Interpreting table 1 in clinical research papers Am new to clinical research and starting off by reading some clinical papers.
In the paper, I came across a table like as shown below

Am I right to understand that the value of HbA1c can range from 6.2 to 9.2
Is that the meaning of (1.5)? Similarly for other measurements as well we have items in the bracket
Can help me understand this?
 A: No, your table means that the mean of HbA1c is 7.7 (in %), and that the standard deviation (SD) is 1.5 (again in %). The range will usually be much wider than 6.2-9.2%.
To be honest, the table is a little confusing. If they write "mean $\pm$ SD" in the caption, they should also write "$7.7 \pm 1.5$" in the table. Or conversely, they should write "mean (SD)" in the caption.
Note that sometimes people do include the range, but from what I have seen, the mean and SD is more common.

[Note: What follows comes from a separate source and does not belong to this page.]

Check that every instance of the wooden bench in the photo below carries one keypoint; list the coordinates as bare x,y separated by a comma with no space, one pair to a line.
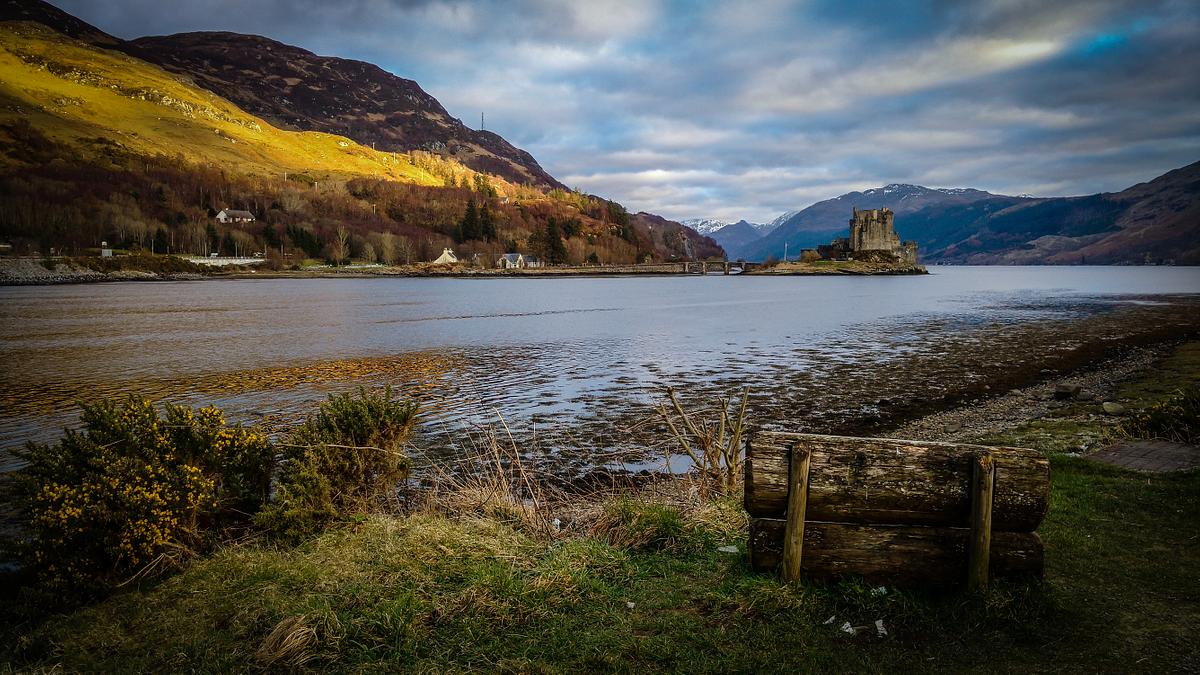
900,512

A: The first line in your picture says "mean +/- SD" so it seems reasonable to assume, that the mean HbA1c was 7.7% with a standard deviation of 1.5% and the mean Cholesterol was 4.9mmol/L with a standard deviation of 1.0mmol/L
The standard deviation is the square root of the variance an thus a measure of the amount of variation or dispersion around the mean. A small value implies that most values were close to the mean, a large value means that the spread around the mean was large.
First you compute the difference of each value from the mean and then you square that. Then you compute the mean of the squared differences and take the square root from that. Voilà, that is your standard deviation or SD.
If those values were normally distributed you could draw more conclusions from that but biomarkers are usually not normally distributed. So take it as no more or less then a way to give you an idea, whether values were generally close to the mean or not.